Some authors suggest that element concentrations measured in a deeper soil horizon (subsoil) can be considered a “local background” for the upper soil horizons [39,40].

The Enrichment Factor is expressed as follow:

(1) EF = (Metal/RE)_soil/(Metal/RE)_background

Where, RE is the value of metal, adopted as Reference Element. The numerical results are indicative of different pollution level. Values of 0.5 ≤ EF ≤ 1.5 suggest that the trace metal concentration may come entirely from natural weathering processes [41]. However, an EF>1.5 indicates that a significant portion of the trace metals was delivered from non-crustal materials so, these trace metals were delivered by other sources, like point and non-point pollution and biota [39,41-43]. With EF index, soil quality state can be indicate by different classes (Table 1) range from EF<2 (Deficiency to minimal enrichment) to EF>40 (Extremely high enrichment) [42].

Table 1: EF categories.

The Geoaccumulation Index (Igeo) was originally defined by Müller [44] for metal concentrations in the 2-micron fraction and was developed or global standard shale values. This index is expressed as follows:

(2) Igeo = ln Cn/1.5*Bn

Cn is the measured concentration of the element in soil dust, Bn is the geochemical background value and the constant 1.5 allows us to analyze natural fluctuations in the content of a given substance in the environment and to detect very small anthropogenic influence. Müller [45] has defined seven classes of Geoaccumulation Index (Table 2) ranging from Class 0 (Igeo=0, unpolluted) to Class 6 (Igeo>5, extremely polluted).
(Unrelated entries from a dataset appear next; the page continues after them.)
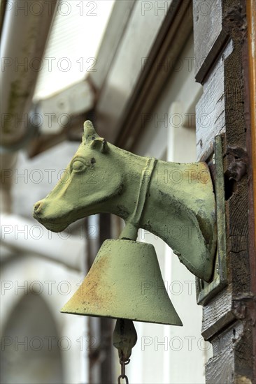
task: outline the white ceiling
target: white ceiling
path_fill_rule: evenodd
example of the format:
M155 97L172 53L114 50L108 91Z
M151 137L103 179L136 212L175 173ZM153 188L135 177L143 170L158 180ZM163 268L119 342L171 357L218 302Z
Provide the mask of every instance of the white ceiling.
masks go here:
M34 101L97 71L97 54L115 0L61 0L41 61Z

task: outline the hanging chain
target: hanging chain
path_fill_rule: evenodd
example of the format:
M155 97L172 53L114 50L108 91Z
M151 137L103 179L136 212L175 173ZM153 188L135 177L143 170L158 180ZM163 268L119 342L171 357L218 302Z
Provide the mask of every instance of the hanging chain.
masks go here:
M125 366L130 362L129 359L127 361L125 361L122 357L119 360L121 364L121 374L118 378L118 384L121 384L121 378L125 378L125 384L129 384L128 378L125 374Z

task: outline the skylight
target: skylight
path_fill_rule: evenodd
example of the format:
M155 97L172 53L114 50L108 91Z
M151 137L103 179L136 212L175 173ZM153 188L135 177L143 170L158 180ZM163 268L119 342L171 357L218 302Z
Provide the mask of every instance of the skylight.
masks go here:
M61 0L41 61L34 101L97 71L97 54L115 0Z

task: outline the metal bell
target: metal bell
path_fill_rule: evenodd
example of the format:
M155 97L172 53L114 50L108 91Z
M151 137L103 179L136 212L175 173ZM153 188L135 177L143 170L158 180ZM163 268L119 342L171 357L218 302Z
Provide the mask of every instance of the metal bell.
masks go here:
M168 296L154 246L106 240L62 312L182 325Z

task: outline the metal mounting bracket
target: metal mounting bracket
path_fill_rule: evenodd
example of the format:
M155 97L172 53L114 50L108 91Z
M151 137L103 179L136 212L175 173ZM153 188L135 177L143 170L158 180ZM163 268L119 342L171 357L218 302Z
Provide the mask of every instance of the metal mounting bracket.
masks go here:
M217 250L213 280L206 283L196 278L197 304L204 305L227 285L225 197L222 156L222 135L215 136L213 162L215 172Z

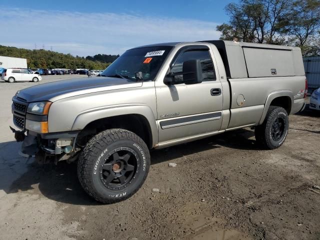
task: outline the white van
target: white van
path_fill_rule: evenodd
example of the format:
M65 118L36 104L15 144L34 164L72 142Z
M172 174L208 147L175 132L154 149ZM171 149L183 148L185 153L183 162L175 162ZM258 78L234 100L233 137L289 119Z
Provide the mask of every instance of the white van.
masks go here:
M9 82L20 81L38 82L42 80L38 74L34 74L26 68L8 68L4 70L1 79Z

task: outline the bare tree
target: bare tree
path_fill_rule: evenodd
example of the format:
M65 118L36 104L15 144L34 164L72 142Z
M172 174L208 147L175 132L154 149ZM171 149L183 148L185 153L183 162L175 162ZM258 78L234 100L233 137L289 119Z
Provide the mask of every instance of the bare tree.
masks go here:
M217 30L222 39L236 37L244 42L278 43L284 16L292 0L241 0L238 4L230 4L225 8L229 24L218 26Z
M284 32L303 47L308 39L318 34L320 28L320 1L298 0L291 5L291 12L282 27Z

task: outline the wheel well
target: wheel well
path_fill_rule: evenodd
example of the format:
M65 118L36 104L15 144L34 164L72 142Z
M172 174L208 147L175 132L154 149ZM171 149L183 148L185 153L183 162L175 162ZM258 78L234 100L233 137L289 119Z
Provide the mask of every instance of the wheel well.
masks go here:
M92 122L79 133L77 142L83 146L94 136L111 128L132 132L141 138L150 148L152 148L152 134L149 122L144 116L138 114L110 116Z
M279 96L274 99L271 102L271 104L270 104L270 106L283 108L286 110L288 115L291 112L291 98L290 97L284 96Z

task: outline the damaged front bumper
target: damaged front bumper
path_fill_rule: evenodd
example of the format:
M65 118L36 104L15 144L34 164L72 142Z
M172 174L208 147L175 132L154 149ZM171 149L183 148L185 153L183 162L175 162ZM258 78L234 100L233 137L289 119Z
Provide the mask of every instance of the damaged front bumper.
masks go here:
M80 150L75 146L78 132L38 134L28 130L17 130L10 127L18 142L22 142L19 154L36 158L40 164L61 160L74 162Z

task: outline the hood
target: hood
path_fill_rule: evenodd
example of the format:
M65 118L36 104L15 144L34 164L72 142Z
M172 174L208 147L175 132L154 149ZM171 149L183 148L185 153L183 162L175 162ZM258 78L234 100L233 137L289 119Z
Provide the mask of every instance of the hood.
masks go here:
M136 82L124 78L104 76L84 78L32 86L20 90L16 96L25 100L28 102L54 102L76 95L142 86L141 82Z

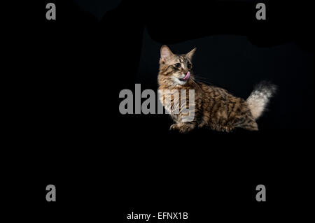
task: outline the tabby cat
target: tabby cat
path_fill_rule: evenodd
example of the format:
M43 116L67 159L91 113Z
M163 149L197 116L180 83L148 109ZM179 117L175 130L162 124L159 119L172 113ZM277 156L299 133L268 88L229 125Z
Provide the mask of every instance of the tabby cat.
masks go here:
M166 45L161 48L158 78L159 89L195 90L193 120L186 122L180 108L178 113L171 114L175 123L170 129L182 133L202 127L227 132L237 127L258 130L255 120L262 114L275 92L276 86L262 82L244 100L222 88L197 82L195 80L192 65L195 50L196 48L187 54L176 55ZM167 109L164 97L164 95L160 95L159 99ZM172 97L171 102L174 103L173 101L174 99Z

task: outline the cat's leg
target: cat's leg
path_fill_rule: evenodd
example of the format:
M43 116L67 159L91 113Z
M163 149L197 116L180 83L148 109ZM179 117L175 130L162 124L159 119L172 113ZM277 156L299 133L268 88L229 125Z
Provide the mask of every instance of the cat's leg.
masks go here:
M195 122L178 122L173 124L169 128L170 130L178 130L181 133L190 131L196 127Z

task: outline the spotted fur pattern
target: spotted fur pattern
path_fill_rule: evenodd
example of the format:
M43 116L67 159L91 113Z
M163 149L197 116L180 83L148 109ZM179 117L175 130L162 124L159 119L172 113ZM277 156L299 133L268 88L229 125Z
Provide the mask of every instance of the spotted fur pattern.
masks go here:
M180 132L188 132L195 127L210 127L216 131L231 131L237 127L251 131L258 130L255 120L262 113L270 98L274 92L274 85L262 83L247 100L234 96L224 89L197 82L192 72L192 57L195 48L187 54L175 55L169 48L161 48L159 89L195 90L195 118L185 122L185 115L179 106L178 114L171 114L175 123L170 127ZM188 72L190 78L185 80ZM172 110L178 104L171 96L171 103L165 104L164 96L160 101L166 109ZM181 98L177 100L181 100Z

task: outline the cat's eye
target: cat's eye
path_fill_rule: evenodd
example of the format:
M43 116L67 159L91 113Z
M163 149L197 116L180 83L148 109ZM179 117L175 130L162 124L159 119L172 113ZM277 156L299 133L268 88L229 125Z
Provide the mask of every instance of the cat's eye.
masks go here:
M176 68L178 68L178 67L181 67L181 64L177 63L177 64L175 64L174 66L175 66Z

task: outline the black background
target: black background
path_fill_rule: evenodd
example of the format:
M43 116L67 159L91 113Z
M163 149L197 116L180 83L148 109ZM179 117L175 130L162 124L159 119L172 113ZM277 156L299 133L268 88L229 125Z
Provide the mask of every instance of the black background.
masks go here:
M258 21L251 1L50 1L56 20L46 20L48 1L20 5L22 19L5 43L14 58L6 185L14 188L12 207L22 210L13 217L129 222L134 211L188 212L190 222L301 217L298 207L311 192L312 6L263 1L267 19ZM168 131L167 115L120 115L121 89L134 83L157 89L163 44L179 53L197 46L196 74L236 96L246 98L262 80L276 83L260 131L182 135ZM57 187L55 203L46 201L49 184ZM260 184L267 187L265 203L255 199Z

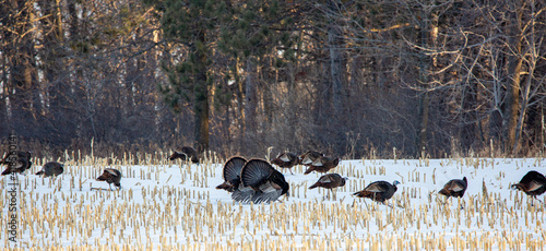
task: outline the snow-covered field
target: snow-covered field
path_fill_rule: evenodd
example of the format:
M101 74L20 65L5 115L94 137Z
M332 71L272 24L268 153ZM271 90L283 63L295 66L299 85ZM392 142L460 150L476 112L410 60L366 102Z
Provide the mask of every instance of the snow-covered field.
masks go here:
M38 163L41 163L38 160ZM0 240L22 250L544 250L545 205L510 190L542 158L355 159L333 169L348 177L336 200L319 188L319 174L282 170L289 198L272 204L234 203L223 182L223 159L107 166L67 163L56 180L19 177L17 236L10 241L10 176L1 177ZM105 162L103 162L105 163ZM152 162L150 162L152 163ZM213 164L215 163L215 164ZM121 170L122 189L96 181L105 167ZM465 195L437 192L468 179ZM393 207L354 198L376 180L399 180ZM92 189L93 188L93 189ZM98 190L97 190L98 188ZM114 186L112 186L114 188ZM545 200L544 194L539 196Z

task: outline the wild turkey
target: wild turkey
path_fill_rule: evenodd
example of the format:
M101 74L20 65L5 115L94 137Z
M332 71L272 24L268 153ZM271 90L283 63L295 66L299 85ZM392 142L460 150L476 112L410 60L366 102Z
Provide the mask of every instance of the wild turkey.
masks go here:
M452 179L448 181L438 193L448 198L462 198L467 187L468 182L466 180L466 177L464 177L463 179Z
M546 177L538 171L529 171L519 183L512 184L512 189L521 190L525 194L538 200L536 196L546 191Z
M2 171L2 176L10 174L22 174L27 169L31 169L33 163L31 162L31 152L17 152L17 156L15 157L14 163L12 163L11 155L8 153L2 160L0 160L0 165L7 164L8 167L4 171Z
M182 159L182 162L191 162L199 164L198 152L190 146L182 146L175 150L175 153L170 155L169 159L175 160L177 158Z
M325 188L329 190L329 194L330 194L330 192L332 192L332 189L337 189L339 187L344 187L346 180L347 180L347 178L343 178L337 174L323 175L319 178L319 180L317 182L314 182L314 184L309 187L309 190L314 189L314 188ZM335 193L334 193L334 200L335 200Z
M37 176L50 177L59 176L64 171L64 165L56 162L46 163L41 170L36 172Z
M269 203L288 194L289 184L283 174L266 160L250 159L241 170L241 183L232 193L232 199L242 203Z
M368 187L366 187L363 191L353 193L353 195L368 198L376 202L385 203L385 201L391 199L396 192L396 184L400 184L397 180L394 180L392 184L380 180L368 184Z
M295 153L281 153L276 156L276 158L271 159L271 163L281 168L288 168L290 174L294 175L294 172L292 172L292 168L299 164L299 157Z
M321 156L314 159L311 165L309 165L304 175L311 174L311 171L328 172L330 169L335 168L339 164L340 158Z
M316 151L307 151L305 154L301 154L299 156L299 164L304 166L310 166L314 159L324 156L324 154L321 154Z
M103 175L100 175L97 178L97 180L108 182L108 186L110 186L110 190L111 190L111 183L121 189L121 183L119 182L121 180L121 171L117 169L105 168Z
M234 192L240 184L240 171L247 163L244 157L232 157L224 164L223 177L224 183L218 184L216 189L224 189L228 192Z

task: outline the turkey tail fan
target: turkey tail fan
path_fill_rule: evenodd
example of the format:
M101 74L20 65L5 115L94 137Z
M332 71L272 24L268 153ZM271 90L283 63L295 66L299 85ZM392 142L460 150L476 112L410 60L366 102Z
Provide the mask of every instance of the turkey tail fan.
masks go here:
M232 193L232 199L240 203L249 203L256 193L257 192L252 188L242 187L242 184L240 184L239 188L235 189Z

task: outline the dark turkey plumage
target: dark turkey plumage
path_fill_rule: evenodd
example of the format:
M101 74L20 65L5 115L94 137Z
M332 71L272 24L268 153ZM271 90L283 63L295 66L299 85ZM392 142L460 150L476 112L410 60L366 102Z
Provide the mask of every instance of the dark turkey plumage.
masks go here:
M33 163L31 162L31 152L17 152L16 156L11 156L9 153L0 160L0 165L8 165L2 176L10 174L23 174L27 169L31 169Z
M64 171L64 165L56 162L46 163L41 170L36 172L37 176L50 177L59 176Z
M311 171L328 172L330 169L335 168L339 164L340 158L320 156L314 159L311 165L309 165L304 175L311 174Z
M337 174L328 174L323 175L319 178L319 180L309 187L309 189L314 189L314 188L325 188L325 189L334 189L337 187L343 187L345 186L345 180L347 178L343 178Z
M232 198L244 203L268 203L287 194L288 190L289 184L283 174L271 164L263 159L250 159L242 167L241 183Z
M357 195L359 198L368 198L372 201L384 203L384 201L391 199L392 195L394 195L397 190L396 184L399 183L400 182L397 180L394 180L392 184L382 180L376 181L368 184L368 187L366 187L363 191L353 193L353 195Z
M271 159L272 164L277 165L281 168L288 168L292 172L292 168L299 164L299 157L295 153L281 153L276 158Z
M216 189L224 189L228 192L234 192L240 186L240 171L247 163L244 157L232 157L224 164L223 177L224 183L218 184Z
M521 190L525 194L537 199L536 196L546 191L546 177L538 171L529 171L519 183L512 184L512 189Z
M452 179L448 181L438 193L448 198L462 198L467 187L468 182L466 180L466 177L464 177L463 179Z
M317 151L307 151L305 154L299 156L299 164L304 166L310 166L314 159L324 156L324 154Z
M191 162L191 163L199 164L199 154L194 148L192 148L190 146L182 146L182 147L176 148L175 153L173 153L173 155L170 155L169 159L175 160L177 158L182 159L182 162Z
M106 181L108 182L108 186L110 186L111 190L111 184L118 187L121 189L121 183L119 182L121 180L121 171L114 169L114 168L105 168L103 171L103 175L100 175L97 180L100 181Z

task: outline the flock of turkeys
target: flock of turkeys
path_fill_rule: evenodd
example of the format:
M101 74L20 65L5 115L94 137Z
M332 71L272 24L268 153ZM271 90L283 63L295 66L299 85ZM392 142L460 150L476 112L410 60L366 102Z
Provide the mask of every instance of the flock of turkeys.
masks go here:
M199 155L195 150L189 146L178 147L173 155L169 156L170 160L182 159L199 164ZM0 160L0 165L8 167L2 172L2 176L10 174L23 174L32 166L31 152L17 152L15 156L9 154ZM312 171L329 172L337 167L340 158L324 156L323 154L314 151L308 151L302 155L295 153L281 153L271 160L271 164L280 168L287 168L294 175L292 168L296 165L304 165L307 167L304 175ZM241 203L269 203L276 201L282 195L288 194L289 184L284 178L284 175L273 168L273 166L264 159L252 158L247 160L244 157L235 156L229 158L223 168L224 183L218 184L216 189L223 189L232 193L232 199ZM64 171L63 165L57 162L46 163L41 170L36 172L43 177L57 177ZM121 189L121 172L114 168L105 168L104 172L96 179L106 181L111 190L111 184ZM345 186L347 178L343 178L339 174L325 174L319 178L309 189L324 188L330 191ZM376 181L368 184L364 190L353 193L358 198L368 198L372 201L387 203L396 192L396 186L400 184L397 180L392 183L388 181ZM443 188L438 192L447 198L462 198L468 181L466 177L463 179L452 179L448 181ZM525 194L536 196L546 191L546 177L538 171L529 171L520 182L512 184L512 189L521 190ZM334 193L335 198L335 193ZM541 200L538 200L541 201ZM542 201L541 201L542 202Z
M7 165L4 171L2 171L2 176L11 175L11 174L22 174L24 175L25 170L31 169L33 163L31 162L31 152L17 152L16 156L10 156L7 154L2 160L0 160L0 165ZM49 162L44 164L41 170L36 172L37 176L41 177L57 177L64 172L64 165L57 162ZM116 187L121 188L121 172L114 168L106 168L97 180L106 181L110 186L114 183Z

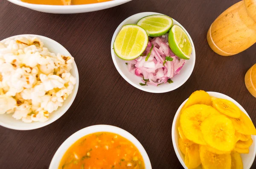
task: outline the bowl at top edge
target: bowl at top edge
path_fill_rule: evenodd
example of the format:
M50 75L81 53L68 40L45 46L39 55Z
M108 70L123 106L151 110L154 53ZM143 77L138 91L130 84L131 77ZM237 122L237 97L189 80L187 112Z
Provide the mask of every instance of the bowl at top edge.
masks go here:
M109 132L116 134L129 140L136 146L144 160L145 169L152 169L150 160L146 151L136 138L128 132L119 127L106 125L98 125L87 127L76 132L70 136L62 143L55 153L51 161L49 169L58 168L63 155L70 146L76 141L87 135L98 132Z
M47 48L49 51L52 53L55 54L60 53L66 56L71 56L68 51L60 43L51 39L43 36L35 34L20 34L8 37L0 41L0 42L3 42L10 38L12 39L18 37L27 36L40 38L41 40L44 43L44 46ZM61 117L71 106L75 100L78 90L79 75L77 67L75 61L72 63L72 69L70 70L70 73L76 77L76 83L74 86L74 89L73 89L71 94L68 95L67 100L64 101L63 106L62 107L59 107L57 110L50 114L48 120L45 122L32 122L30 123L26 123L23 122L21 120L17 120L15 119L12 117L12 114L7 114L5 113L3 115L0 115L0 125L15 130L29 130L47 126L57 120Z
M122 5L132 0L113 0L99 3L70 6L39 5L26 3L20 0L8 0L20 6L40 12L52 14L76 14L107 9Z
M243 111L249 118L250 116L248 115L248 113L246 112L244 109L235 100L232 98L231 97L225 95L224 94L218 93L216 92L207 92L211 96L213 96L217 98L221 98L222 99L228 100L232 102L233 102L239 108ZM185 100L182 104L180 106L179 109L177 110L174 118L173 119L173 121L172 122L172 144L175 152L177 156L177 158L179 159L180 162L182 165L184 169L187 169L187 167L185 164L185 160L184 155L181 152L178 146L178 140L179 138L179 132L178 131L177 127L180 125L180 111L182 108L182 107L184 106L186 102L187 101L188 98ZM249 150L250 152L249 154L240 154L242 160L243 161L243 164L244 165L244 168L245 169L249 169L250 168L254 159L255 158L255 155L256 155L256 136L252 135L252 139L253 140L253 142L251 146L250 147ZM202 169L201 166L200 165L196 169Z
M188 35L192 45L192 53L190 55L190 59L188 60L186 60L186 64L180 70L180 74L172 78L172 80L173 81L174 83L171 84L166 83L165 84L161 84L161 85L158 86L155 86L153 85L143 86L140 85L140 83L142 82L141 78L137 76L135 74L131 73L128 71L127 66L125 64L125 61L118 57L115 53L113 49L115 40L119 33L119 32L124 25L128 24L136 24L137 22L140 19L147 16L153 14L163 14L151 12L140 13L131 16L121 23L115 31L112 39L111 43L111 54L116 68L116 69L117 69L117 71L122 77L125 79L127 82L136 88L143 91L151 93L164 93L175 90L183 84L187 80L192 74L195 63L195 51L193 41L188 32L186 30L185 28L180 24L180 23L172 18L173 24L177 25L181 27ZM171 16L170 17L172 17Z

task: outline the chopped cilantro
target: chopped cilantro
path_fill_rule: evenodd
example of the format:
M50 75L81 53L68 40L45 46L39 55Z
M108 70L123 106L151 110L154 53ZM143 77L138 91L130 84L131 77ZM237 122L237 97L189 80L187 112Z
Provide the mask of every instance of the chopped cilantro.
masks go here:
M173 58L171 57L171 56L166 56L166 60L168 61L172 61L173 60Z
M169 83L173 83L173 81L172 80L172 79L168 79L167 82L168 82Z
M166 63L166 60L164 60L164 61L163 61L163 65L164 66L164 64Z
M87 156L87 155L84 155L84 156L83 156L83 157L82 157L82 160L84 160L85 158L90 158L90 157Z
M172 61L173 60L173 58L172 57L171 57L171 56L166 56L166 59L164 60L163 63L163 65L164 66L164 64L166 63L167 61Z
M152 45L152 46L151 46L151 48L150 49L150 51L149 51L149 53L148 53L148 54L147 55L147 57L146 57L146 58L145 59L145 61L148 61L148 58L149 58L149 56L150 56L150 54L151 54L151 52L152 52L153 48L154 48L154 45Z

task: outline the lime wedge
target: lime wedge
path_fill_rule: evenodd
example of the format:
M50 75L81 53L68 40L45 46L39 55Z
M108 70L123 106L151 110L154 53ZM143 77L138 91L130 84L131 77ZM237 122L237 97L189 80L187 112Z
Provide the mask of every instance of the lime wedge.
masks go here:
M178 57L189 59L192 52L192 45L184 30L178 25L174 25L171 29L168 37L169 46Z
M114 51L122 59L132 60L143 53L148 42L148 36L145 29L137 25L125 25L115 40Z
M151 37L162 36L167 33L172 26L172 19L166 15L155 14L140 19L137 25L144 28Z

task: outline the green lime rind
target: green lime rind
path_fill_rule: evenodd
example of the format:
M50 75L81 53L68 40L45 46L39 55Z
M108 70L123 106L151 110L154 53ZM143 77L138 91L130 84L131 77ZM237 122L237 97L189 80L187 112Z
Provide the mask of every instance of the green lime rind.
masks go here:
M152 24L146 24L146 25L145 24L143 25L143 21L147 21L147 20L148 20L150 18L153 18L154 17L156 16L159 17L160 18L164 18L166 20L169 20L169 23L168 24L166 24L166 23L161 23L160 20L158 19L157 20L157 22L154 22L154 22L152 21L147 21L148 22L153 22L153 23L153 23L154 25L153 25ZM168 33L171 29L173 23L173 20L172 20L172 18L168 16L162 14L153 14L151 15L147 16L140 19L140 20L139 20L138 22L137 22L137 25L141 26L142 28L145 29L146 31L147 31L147 32L148 33L149 36L151 37L157 37L160 36L162 36ZM163 27L163 29L162 29L162 30L158 31L150 31L148 30L148 29L147 29L147 27L148 28L148 26L156 26L160 27L159 26L160 26L159 25L163 24L167 25L167 26L166 27ZM157 25L158 25L158 26L157 26Z
M189 47L191 48L191 49L189 49L189 52L187 54L185 54L183 51L182 49L179 46L176 41L175 34L175 31L174 30L174 29L180 29L180 31L182 31L182 33L183 33L186 36L186 40L188 40L187 43L188 43L189 45L190 45L190 46ZM188 35L180 26L177 25L174 25L172 26L169 32L169 34L168 35L168 43L169 43L169 46L170 46L170 48L172 50L172 52L178 57L181 59L186 60L189 60L190 59L190 55L191 54L191 52L192 52L192 45ZM186 43L186 44L187 45Z
M139 57L139 56L140 56L140 55L141 55L144 52L144 51L146 50L146 48L147 48L147 46L148 46L148 34L147 33L147 32L143 28L142 28L141 26L137 25L136 25L136 24L126 24L125 25L124 25L121 28L120 32L121 32L121 31L122 30L122 29L123 29L123 28L125 27L125 26L137 26L137 27L139 27L141 30L144 31L145 31L145 34L146 34L146 36L145 36L145 37L147 37L146 39L146 42L147 43L145 43L145 42L144 42L144 43L145 44L145 45L144 45L144 47L143 48L143 50L141 50L141 52L140 52L140 53L138 53L137 54L136 54L135 56L134 56L133 57L131 57L130 58L128 58L128 57L124 57L123 56L121 56L120 54L118 54L118 53L116 51L116 49L115 48L115 42L116 42L116 38L117 37L117 36L118 36L118 34L116 36L116 39L115 40L115 41L114 41L114 43L113 44L113 49L114 50L114 52L115 52L115 53L116 54L116 56L117 56L117 57L118 57L120 58L121 59L122 59L123 60L133 60L134 59L135 59L137 58L138 57Z

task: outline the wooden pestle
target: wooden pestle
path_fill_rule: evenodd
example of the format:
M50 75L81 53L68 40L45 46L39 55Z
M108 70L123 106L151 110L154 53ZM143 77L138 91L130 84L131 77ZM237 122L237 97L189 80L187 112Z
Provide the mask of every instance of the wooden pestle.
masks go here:
M234 4L217 18L207 34L211 48L222 56L231 56L256 43L256 0Z

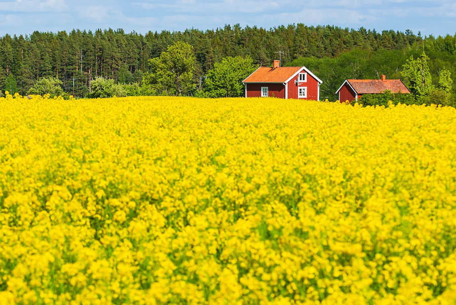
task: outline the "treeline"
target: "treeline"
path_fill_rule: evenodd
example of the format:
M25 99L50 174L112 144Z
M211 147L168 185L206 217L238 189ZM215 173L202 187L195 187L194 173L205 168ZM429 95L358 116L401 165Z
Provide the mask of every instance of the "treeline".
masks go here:
M413 47L400 50L355 49L334 58L301 57L293 60L290 65L306 66L310 69L323 82L320 87L321 98L334 101L338 97L334 93L348 79L379 79L385 74L389 79L402 80L410 89L409 81L402 77L403 66L411 56L417 58L425 52L429 57L427 63L432 83L437 86L440 73L445 69L449 71L452 78L456 75L456 52L454 51L456 39L452 43L452 51L450 44L444 48L440 48L444 45L441 43L442 41L441 37L438 40L431 37L415 44ZM450 93L454 98L456 84L453 83Z
M300 58L330 60L355 49L369 54L433 50L439 52L439 58L453 62L456 54L456 35L422 37L420 33L415 35L409 30L381 32L362 27L355 30L302 24L269 29L227 25L215 30L149 31L145 35L125 33L120 29L56 33L35 31L30 36L6 35L0 38L0 88L5 89L6 79L10 74L21 94L44 77L58 78L66 92L79 97L87 95L91 80L98 77L116 82L140 83L143 73L149 69L149 59L159 57L168 46L181 41L194 47L195 83L227 56L248 55L254 64L269 66L278 58L279 51L285 53L282 55L282 65L290 65ZM393 69L401 66L395 66L393 62L385 64ZM329 77L318 75L324 81ZM333 87L329 86L328 96Z

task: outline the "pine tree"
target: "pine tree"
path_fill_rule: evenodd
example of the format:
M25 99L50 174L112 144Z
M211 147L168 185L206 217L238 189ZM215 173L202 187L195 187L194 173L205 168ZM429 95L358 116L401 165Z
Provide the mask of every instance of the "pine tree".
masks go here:
M16 82L16 79L13 76L12 74L10 74L6 78L5 81L5 91L8 91L11 95L14 95L15 93L17 92L17 83Z

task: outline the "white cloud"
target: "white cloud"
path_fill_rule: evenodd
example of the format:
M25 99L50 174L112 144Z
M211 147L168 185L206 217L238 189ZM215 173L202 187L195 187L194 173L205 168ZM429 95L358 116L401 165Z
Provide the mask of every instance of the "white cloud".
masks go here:
M78 14L82 18L98 23L108 21L112 15L111 9L101 5L79 7Z
M3 12L62 12L67 9L65 0L16 0L0 2L0 11Z

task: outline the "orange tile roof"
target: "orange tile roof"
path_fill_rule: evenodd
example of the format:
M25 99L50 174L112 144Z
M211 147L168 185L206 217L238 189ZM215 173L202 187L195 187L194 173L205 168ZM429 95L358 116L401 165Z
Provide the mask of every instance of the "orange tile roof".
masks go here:
M302 67L261 67L251 74L244 83L284 83Z
M381 93L391 90L393 93L400 92L410 93L410 91L400 80L347 80L358 94Z

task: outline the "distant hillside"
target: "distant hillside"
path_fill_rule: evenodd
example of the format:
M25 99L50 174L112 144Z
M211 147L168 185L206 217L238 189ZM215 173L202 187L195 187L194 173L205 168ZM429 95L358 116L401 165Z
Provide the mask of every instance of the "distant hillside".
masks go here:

The highest class (Class 6) reflects at least a 100- fold enrichment factor above background values.

Table 2: Igeo classes.

Soil is a vital resource for humans because its chemical and physical conditions affect agricultural production and the quality of its products that constitute one of the fundamental factors of the life cycle of the earth. Depending on their concentration in the soil, the heavy metals may determine a potential toxicity to plants and for their consumers. Their entrance in the food chain represents a geochemical risk because of their toxicity to human health, especially to the occurrence of bioaccumulation phenomena. Heavy metals can be present in the soil as a product of the weathering of the natural rocks, or because they come as part of pollution loads generated by human activities. It is very important to distinguish between the natural background values and anthropogenic inputs, and to recognize that the background values change from area to area and with the scale of the area investigated. For these reasons the geochemical monitoring of soil is important in the aim of evaluating the natural content of heavy metal in soils, related to parental materials and possible enrichment due to human activities.